State Senator Julia Salazar, Chair of the Committee on Crime Victims, Crime and Corrections, released the following statement: “I am outraged to hear that 1,400 people in Nassau County have had their lives completely ripped apart by ICE. ICE refused to confirm that any of these people have committed any crimes, because they know these are law abiding New Yorkers. As I saw firsthand at an immigration court in Manhattan, ICE routinely drags people away who are following the law. This campaign of terror is only ramping up thanks to Trump’s federal budget, and New York needs to respond in kind.  The bare minimum we as state lawmakers can do is pass Dignity Not Detention and New York for All, helping ensure that New York – including the local police – is not helping ICE detain and disappear our neighbors.” 

 

Read more below... 

Bahar Ostadan 

July 10, 2025 

 

“U.S. Immigration and Customs Enforcement agents have held more than 1,400 people at an East Meadow jail so far this year under a partnership with Nassau County Executive Bruce Blakeman, data obtained by Newsday shows.”. . . 

 

“"No one wants a murderer roaming our streets, but ... the vast majority of people are not threats; they’re working-class immigrants being fast-tracked out of the country with no defense," said Ahmad Perez, founder and executive director of Islip Forward, a nonprofit that tracks ICE across Long Island through a phone alert system.”. . . 

 

“Blakeman has said Nassau’s ICE partnership is "not about raids," but targeting people accused of a crime.
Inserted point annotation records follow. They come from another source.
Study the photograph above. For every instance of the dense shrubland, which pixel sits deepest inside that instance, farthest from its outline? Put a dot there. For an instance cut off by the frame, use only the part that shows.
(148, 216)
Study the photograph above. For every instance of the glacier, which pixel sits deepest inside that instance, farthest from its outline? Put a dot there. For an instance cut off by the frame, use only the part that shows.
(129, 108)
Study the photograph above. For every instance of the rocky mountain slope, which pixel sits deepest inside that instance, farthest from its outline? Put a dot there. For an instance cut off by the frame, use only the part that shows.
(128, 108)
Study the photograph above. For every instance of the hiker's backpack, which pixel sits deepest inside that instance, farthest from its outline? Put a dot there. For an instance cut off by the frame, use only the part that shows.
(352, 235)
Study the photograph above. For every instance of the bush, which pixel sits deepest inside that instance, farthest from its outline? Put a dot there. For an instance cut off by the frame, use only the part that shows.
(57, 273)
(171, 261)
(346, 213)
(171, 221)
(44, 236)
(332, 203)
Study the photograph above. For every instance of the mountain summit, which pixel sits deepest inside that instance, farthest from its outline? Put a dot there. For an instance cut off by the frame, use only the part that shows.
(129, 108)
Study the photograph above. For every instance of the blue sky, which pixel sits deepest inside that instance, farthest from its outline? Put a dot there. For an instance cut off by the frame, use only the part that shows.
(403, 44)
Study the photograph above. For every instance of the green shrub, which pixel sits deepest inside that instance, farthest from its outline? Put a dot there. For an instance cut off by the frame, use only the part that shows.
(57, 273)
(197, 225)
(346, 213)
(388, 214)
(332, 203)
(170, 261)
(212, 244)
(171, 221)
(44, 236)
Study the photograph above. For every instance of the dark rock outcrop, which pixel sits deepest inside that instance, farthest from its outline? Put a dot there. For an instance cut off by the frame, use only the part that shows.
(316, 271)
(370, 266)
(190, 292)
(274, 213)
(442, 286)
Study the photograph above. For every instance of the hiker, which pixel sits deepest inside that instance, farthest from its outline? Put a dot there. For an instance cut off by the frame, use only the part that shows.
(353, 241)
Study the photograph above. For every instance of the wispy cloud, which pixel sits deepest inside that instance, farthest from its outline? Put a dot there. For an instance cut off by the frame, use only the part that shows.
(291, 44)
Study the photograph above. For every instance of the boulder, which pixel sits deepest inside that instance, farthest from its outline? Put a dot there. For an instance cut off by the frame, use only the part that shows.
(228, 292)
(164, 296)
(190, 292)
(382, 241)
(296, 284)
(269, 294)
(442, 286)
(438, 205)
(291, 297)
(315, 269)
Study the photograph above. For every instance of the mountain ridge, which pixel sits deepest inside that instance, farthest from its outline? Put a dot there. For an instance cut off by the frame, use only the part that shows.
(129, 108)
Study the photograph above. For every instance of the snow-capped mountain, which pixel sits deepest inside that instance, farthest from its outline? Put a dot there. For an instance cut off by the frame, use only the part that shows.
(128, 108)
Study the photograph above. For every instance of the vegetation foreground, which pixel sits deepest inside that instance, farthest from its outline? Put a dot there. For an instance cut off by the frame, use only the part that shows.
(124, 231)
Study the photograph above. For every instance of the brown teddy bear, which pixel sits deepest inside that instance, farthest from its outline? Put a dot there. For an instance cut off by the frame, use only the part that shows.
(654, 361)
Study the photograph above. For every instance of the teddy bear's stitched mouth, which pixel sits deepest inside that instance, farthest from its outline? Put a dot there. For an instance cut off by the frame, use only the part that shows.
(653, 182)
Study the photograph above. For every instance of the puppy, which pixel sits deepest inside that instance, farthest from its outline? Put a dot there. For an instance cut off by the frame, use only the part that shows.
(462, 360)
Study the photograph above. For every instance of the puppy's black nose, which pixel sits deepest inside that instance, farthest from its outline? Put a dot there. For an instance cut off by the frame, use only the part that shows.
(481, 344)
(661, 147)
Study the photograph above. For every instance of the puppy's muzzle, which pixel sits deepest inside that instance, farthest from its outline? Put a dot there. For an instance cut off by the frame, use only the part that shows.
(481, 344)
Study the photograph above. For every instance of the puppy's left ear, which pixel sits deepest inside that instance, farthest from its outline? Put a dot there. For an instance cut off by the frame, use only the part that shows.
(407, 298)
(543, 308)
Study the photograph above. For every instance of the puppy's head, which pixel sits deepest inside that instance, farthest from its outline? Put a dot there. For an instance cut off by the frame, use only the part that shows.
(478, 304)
While entering the United States is considered a crime, living here afterward is a civil matter. While ICE officers can arrest and jail people for civil matters, state law bars local police from doing so.”  . . . 

 

“While announcing the program in February, Blakeman said the 50 East Meadow jail cells would be used to detain immigrants without documentation who were facing unrelated criminal charges. Asked on Wednesday whether he could confirm the people jailed in East Meadow this year faced criminal charges separate from their immigration status, Blakeman did not respond. Nassau County police did not respond. ICE also did not respond.”. . . 

 

“Last month, the New York Civil Liberties Union sued Nassau County, Nassau police and its commissioner, Patrick Ryder, alleging the county’s partnership with ICE violates state law. Blakeman has called the lawsuit "frivolous." 

 

"Nassau County should not be collaborating with ICE at all," Nadia Marin-Molina, co-executive director of the National Day Laborer Organizing Network and longtime local immigrant advocate, told Newsday. 

 

"It creates distrust between the police and the immigrant community ... Now people think twice and three times before calling the police for anything, or talking with a police officer."